I am not sure what you are asking? He built a model based on the available evidence for the mutation rates of various types of mutations either beneficial, deleterious, neutral and nearly neutral. Maybe @stcordova can expand on this.

He also ignore a few million pieces of evidence which directly refuted his YEC “Genetic Entropy” model. Not very scientific or very intellectually honest, don’t you agree Bill?


I’m asking what that available evidence was. I ask because I’m not aware of any evidence bearing on Sanford’s central assumption, and also because in the one case I’ve checked, he cited the available evidence and then ignored it in setting his model parameters.


No, Sanford ignores the vast majority of evidence.

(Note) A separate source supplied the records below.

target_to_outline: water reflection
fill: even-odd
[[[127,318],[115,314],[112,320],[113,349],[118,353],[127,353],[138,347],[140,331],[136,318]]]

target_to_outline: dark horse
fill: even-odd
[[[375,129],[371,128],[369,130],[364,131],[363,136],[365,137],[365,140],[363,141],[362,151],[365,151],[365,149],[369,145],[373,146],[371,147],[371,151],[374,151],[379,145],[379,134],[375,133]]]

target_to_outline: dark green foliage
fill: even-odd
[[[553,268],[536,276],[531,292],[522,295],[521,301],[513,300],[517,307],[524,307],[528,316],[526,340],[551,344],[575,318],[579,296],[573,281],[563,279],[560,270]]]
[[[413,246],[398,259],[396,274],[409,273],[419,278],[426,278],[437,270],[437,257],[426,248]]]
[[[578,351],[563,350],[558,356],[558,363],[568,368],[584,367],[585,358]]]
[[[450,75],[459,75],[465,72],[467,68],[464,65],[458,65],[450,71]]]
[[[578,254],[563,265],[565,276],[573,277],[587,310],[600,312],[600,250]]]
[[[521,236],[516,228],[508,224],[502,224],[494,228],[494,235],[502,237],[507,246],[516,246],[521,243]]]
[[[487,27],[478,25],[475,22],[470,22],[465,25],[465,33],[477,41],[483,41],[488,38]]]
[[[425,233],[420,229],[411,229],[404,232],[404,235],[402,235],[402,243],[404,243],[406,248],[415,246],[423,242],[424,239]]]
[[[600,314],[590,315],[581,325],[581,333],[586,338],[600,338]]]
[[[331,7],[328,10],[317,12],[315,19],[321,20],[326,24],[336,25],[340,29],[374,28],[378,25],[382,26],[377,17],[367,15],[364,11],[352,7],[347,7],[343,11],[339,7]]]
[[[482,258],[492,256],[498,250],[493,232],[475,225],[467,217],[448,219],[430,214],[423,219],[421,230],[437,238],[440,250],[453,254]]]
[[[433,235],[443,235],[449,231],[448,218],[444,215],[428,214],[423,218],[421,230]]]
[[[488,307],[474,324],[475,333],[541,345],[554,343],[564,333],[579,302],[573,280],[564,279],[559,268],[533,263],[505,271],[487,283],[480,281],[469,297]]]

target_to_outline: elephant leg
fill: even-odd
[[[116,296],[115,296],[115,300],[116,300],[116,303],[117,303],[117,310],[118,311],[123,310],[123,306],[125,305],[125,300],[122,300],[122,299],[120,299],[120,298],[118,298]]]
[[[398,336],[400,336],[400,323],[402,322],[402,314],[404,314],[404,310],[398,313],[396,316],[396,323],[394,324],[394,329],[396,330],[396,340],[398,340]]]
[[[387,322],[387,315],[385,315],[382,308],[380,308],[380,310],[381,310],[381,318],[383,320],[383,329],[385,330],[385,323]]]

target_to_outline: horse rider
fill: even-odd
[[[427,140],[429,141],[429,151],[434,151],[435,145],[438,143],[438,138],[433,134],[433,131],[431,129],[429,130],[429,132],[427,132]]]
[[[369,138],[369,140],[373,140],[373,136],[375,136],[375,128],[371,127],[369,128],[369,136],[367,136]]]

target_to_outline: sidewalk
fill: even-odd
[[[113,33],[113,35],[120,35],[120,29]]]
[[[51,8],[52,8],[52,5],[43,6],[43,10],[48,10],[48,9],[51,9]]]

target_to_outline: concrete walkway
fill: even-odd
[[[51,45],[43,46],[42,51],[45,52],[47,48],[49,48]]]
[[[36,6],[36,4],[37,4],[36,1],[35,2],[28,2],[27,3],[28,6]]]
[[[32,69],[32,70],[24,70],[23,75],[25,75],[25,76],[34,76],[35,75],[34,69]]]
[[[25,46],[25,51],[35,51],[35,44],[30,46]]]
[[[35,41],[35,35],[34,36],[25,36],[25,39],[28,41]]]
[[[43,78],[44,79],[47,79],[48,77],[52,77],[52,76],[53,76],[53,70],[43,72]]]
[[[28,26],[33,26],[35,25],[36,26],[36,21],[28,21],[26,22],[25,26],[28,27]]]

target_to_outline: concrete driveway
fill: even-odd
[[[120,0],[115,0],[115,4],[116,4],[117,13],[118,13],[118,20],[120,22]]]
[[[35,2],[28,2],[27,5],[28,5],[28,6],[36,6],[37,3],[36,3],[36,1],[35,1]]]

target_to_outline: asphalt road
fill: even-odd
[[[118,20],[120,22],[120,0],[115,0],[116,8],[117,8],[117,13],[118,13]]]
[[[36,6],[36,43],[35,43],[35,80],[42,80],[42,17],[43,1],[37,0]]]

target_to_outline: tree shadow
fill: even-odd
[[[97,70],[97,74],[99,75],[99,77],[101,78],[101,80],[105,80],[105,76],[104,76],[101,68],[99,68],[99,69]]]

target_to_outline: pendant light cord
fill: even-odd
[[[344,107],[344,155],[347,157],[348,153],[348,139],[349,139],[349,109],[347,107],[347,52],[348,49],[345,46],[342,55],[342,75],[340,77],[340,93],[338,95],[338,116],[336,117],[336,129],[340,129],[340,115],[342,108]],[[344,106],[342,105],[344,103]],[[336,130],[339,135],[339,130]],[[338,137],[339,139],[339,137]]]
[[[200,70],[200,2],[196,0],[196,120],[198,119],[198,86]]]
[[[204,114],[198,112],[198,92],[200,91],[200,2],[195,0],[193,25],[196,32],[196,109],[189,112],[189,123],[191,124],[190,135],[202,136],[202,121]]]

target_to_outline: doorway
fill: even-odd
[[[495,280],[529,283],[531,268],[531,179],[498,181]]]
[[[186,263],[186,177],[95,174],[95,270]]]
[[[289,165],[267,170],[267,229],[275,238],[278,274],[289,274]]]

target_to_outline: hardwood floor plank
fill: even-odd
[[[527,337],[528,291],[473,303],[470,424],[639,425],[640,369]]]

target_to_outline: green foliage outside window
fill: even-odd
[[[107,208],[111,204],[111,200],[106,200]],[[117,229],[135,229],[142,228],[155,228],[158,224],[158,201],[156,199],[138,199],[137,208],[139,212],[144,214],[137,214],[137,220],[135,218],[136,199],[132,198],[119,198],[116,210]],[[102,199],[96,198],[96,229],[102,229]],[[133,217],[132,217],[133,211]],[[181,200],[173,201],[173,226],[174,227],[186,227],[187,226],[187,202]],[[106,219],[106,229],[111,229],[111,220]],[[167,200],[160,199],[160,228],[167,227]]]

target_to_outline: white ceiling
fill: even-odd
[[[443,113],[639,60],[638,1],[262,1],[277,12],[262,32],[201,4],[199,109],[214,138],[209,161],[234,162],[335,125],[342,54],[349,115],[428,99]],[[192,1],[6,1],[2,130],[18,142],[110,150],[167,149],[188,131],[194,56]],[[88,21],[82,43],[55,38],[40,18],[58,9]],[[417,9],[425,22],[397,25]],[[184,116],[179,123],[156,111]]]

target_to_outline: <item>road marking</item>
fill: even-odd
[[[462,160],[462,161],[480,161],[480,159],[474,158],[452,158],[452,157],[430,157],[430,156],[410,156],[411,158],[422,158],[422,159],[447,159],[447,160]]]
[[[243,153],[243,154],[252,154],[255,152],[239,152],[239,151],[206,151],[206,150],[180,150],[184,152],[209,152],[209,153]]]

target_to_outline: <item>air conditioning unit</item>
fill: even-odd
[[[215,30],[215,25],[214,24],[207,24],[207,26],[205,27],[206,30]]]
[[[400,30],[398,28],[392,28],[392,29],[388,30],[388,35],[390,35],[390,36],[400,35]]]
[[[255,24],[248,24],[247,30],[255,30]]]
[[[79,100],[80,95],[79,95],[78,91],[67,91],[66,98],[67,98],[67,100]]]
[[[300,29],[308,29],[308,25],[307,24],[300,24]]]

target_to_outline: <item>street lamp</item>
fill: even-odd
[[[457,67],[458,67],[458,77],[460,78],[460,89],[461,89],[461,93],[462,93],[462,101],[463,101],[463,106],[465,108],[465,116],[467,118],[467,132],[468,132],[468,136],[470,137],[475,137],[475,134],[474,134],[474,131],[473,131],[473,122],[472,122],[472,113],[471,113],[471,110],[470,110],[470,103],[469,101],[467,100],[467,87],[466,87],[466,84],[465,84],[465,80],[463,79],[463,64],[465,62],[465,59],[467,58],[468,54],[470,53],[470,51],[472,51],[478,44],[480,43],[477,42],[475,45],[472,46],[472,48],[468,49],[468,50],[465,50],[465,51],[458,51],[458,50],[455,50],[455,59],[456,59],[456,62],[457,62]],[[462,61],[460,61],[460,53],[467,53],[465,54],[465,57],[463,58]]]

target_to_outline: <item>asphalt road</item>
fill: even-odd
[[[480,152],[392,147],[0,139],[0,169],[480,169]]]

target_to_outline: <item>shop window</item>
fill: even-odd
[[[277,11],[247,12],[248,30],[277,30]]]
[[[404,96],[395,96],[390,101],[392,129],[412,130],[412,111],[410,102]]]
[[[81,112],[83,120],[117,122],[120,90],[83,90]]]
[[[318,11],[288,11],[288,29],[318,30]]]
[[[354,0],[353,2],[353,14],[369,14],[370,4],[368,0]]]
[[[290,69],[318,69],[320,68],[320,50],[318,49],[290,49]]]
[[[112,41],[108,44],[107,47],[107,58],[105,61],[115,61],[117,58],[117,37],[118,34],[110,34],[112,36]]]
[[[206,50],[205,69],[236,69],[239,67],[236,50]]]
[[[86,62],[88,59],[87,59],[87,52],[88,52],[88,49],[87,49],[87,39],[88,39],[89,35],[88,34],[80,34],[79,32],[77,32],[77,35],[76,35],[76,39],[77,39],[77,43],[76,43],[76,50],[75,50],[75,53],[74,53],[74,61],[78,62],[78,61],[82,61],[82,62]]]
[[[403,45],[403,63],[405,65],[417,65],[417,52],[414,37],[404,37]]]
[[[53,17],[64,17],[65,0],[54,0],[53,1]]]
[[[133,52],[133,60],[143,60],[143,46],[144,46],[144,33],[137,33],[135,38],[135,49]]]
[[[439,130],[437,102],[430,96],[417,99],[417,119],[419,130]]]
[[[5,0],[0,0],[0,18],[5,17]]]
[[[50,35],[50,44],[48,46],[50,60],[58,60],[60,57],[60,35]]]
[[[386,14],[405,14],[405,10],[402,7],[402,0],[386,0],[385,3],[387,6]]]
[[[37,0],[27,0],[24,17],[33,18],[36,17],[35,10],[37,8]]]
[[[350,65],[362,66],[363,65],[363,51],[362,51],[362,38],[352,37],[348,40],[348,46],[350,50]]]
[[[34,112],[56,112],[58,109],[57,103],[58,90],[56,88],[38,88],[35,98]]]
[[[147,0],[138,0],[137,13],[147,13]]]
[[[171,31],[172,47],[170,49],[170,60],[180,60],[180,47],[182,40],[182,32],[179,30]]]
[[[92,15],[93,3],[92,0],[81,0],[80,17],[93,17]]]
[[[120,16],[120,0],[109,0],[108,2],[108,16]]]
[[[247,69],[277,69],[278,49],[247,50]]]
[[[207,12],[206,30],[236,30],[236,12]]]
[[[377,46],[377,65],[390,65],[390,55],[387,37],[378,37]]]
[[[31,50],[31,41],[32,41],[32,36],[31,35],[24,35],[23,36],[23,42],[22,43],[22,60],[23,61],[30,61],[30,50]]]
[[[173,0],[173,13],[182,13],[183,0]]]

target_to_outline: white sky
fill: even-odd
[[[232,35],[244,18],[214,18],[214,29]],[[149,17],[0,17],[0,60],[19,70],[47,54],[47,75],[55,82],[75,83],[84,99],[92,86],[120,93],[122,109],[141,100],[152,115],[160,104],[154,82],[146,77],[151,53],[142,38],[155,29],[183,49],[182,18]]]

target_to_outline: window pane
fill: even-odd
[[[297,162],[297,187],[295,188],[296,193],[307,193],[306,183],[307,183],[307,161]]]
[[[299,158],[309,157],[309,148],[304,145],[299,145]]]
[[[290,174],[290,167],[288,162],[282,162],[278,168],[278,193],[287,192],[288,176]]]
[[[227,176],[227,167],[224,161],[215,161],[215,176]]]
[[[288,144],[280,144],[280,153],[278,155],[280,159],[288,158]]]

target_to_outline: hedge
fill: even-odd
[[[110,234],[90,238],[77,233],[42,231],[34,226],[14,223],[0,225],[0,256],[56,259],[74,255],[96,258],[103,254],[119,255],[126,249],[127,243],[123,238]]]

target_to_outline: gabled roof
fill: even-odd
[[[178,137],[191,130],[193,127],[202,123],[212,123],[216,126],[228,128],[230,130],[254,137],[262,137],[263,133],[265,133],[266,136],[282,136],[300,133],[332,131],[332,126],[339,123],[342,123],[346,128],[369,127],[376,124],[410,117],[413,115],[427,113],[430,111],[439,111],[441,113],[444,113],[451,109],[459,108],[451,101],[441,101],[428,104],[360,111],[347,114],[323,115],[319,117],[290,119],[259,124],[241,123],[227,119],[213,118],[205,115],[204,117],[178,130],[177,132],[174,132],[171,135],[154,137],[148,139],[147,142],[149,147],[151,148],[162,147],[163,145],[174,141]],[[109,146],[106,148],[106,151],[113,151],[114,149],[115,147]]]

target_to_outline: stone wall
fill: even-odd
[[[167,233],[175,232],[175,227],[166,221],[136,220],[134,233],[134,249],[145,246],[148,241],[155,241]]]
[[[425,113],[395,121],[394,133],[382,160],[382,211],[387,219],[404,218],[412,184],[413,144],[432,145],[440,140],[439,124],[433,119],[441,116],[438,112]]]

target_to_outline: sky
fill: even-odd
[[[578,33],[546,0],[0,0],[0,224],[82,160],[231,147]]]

One glaring example is the fact that the influenza H1N1 subtype is not extinct.

Then why did you ever write that … … … oh nevermind! :wink:

The people who make this claim started out as a single cell, a single fertilized ovum. From that single cell they developed into the human being they are now. If going from a single cell to a human being can happen in 9 months without violating the laws of thermodynamics, why do they think thermodynamics prevents the same process from happening over billions of years?

As @nwrickert mentions, refrigerators seem to flummox creationist ideas about entropy. How can a system at equilibrium suddenly have a hot and cold (i.e. less hot) spot?


Tornadoes can’t form without a local decrease in entropy. The very existence of tornadoes demonstrates that entropy can “run backwards” on Earth. The oceans being constantly warmer at the equator compared to the poles is another example of entropy “running backwards”.